28 July 2016
July 27: Port Services Corporation SAOG (PSC), which operates and manages Muscat's Port Sultan Qaboos (PSQ), says it expects compensation for any revenue loss stemming from the government's decision to transfer the port's assets before the expiry of its current concession agreement.

At the same time, citing the continued "uncertainty of the Corporation's future and its role", the Board has also urged the government to consider acquiring all of the private shares in the corporation, or alternatively liquidating it altogether.

Both concerns were articulated by Mohammed Jawad bin Hassan bin Suleiman, Chairman of the Board of Directors, in a report of PSC's financial and operational performance for the first six months of 2016.

Following the government's decision to relocate Muscat Port's commercial cargo operations to Sohar Port two years ago and to convert the facility into a maritime-based tourism and leisure destination, PSC has seen its operations and revenue earnings dramatically plummet in the ensuing period. However, the port continues to receive a modest number of cruise vessels, bulk grain carriers, bitumen tankers, vegetable oil carriers, cement carriers, livestock carriers and visiting naval and passenger ships.

Earlier this year, the government mandated its tourism investment arm Omran to drive the transformation of Port Sultan Qaboos into a major maritime-based tourism and leisure hub. The so-called Mina Sultan Qaboos Waterfront Development envisages a mix of maritime, residential, hotel, resort, leisure and retail components.
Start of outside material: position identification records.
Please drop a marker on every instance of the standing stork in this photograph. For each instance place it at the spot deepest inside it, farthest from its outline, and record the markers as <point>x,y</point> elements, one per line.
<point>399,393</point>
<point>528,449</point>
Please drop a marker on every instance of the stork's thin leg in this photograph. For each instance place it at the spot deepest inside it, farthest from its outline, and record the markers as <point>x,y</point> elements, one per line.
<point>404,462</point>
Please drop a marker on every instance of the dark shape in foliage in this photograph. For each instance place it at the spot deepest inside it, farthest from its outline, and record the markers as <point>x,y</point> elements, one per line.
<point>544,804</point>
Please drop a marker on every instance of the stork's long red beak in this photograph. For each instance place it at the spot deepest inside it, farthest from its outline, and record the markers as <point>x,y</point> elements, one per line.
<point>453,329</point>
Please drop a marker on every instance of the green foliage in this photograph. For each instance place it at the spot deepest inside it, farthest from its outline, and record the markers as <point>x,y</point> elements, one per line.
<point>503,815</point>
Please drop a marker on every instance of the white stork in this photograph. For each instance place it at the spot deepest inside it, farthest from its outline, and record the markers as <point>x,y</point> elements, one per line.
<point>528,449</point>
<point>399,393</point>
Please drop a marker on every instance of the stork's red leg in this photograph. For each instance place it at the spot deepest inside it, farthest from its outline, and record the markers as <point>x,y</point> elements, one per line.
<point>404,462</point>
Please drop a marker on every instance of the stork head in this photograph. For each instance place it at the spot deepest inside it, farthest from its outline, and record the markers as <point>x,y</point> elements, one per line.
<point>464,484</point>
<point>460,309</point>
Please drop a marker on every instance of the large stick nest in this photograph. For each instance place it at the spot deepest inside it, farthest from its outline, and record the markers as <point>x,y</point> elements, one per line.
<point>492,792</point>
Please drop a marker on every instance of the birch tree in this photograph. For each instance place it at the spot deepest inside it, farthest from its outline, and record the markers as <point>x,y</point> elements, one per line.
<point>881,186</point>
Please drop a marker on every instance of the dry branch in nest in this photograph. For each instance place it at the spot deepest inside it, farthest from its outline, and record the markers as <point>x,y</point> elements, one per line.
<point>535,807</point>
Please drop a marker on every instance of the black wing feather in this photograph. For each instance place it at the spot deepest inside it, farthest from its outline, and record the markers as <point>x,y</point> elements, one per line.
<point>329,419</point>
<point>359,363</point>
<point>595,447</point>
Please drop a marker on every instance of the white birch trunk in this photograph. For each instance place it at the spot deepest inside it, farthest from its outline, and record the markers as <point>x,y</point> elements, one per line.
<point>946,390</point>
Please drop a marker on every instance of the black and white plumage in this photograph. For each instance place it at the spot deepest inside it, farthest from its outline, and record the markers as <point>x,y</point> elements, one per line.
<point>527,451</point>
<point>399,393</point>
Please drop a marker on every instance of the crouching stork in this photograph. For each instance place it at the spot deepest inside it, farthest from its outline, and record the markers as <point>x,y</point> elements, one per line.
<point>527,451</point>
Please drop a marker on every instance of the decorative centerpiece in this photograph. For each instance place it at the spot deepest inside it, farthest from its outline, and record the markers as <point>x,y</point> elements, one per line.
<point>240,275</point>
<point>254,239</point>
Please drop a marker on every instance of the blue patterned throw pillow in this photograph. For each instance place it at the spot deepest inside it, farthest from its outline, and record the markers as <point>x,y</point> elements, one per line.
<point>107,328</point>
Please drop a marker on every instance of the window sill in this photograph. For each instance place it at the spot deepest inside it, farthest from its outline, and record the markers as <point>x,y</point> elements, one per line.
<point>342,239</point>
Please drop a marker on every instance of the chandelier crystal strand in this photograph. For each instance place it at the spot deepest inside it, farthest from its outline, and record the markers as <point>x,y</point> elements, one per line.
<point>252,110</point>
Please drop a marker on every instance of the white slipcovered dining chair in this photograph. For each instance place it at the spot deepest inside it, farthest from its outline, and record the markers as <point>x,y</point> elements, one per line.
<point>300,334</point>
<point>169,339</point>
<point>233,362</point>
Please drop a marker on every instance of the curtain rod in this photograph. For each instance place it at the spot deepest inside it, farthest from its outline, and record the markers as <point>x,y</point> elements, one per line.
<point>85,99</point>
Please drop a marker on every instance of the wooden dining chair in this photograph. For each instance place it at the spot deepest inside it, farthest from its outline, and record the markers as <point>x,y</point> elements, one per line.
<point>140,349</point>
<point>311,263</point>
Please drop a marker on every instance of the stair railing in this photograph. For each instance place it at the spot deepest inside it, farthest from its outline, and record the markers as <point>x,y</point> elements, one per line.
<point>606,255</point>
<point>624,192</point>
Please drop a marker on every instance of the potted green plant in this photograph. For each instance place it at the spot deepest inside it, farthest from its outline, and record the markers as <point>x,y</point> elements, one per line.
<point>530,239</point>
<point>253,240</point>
PSC says it has since been instructed to prepare for the relocation of all remaining commercial operations out of Muscat Port. A committee has since been constituted to chalk out a detailed strategy for achieving this goal and to submit a report to this effect to the Minister of Transport and Communications.

"The committee held its first meeting on May 26, 2016 wherein the management of the Corporation has reflected clearly, in detail, its opinion with regard to all the procedures and steps proposed, stressing that the Corporation will have to be compensated for any loss of income resulting from the shifting if it carried out prior to the expiry of the concession agreement period," Mohammed Jawad bin Hassan said.

According to the Chairman, PSC has also conveyed the Board's request that the government buys the shares of the private shareholders or alternatively move to liquidate the corporation. A decision from the government is still awaited on this request, he noted.

Notwithstanding these issues, PSC's net profit for the six months ended June 30, 2016 soared an astronomical 2,439 per cent to RO 1.857 million, up from RO 73,140 for the corresponding six months of 2015. Aiding this growth was a 61.6 per cent increase in operating revenue fuelled by the increase in port tariffs and an uptick in cruise vessel calls.

Operating expenditure also dropped 46.9 per cent to RO 1,509K this year on account of "austerity and cost control measures". A significant reduction in the size of the Corporation's workforce, from 373 as of June 30, 2015 to 120 by mid-year 2016, helped achieve this hefty cost reduction, it said.

PSC's concession agreement with the Ministry of Transport and Communications, covering the operation and management of Port Sultan Qaboos, has been extended to December 31, 2016, according to the Corporation. It also operates and manages Khasab Port in Musandam Governorate on a temporarily basis in line with an agreement concluded with the Ministry in 2012.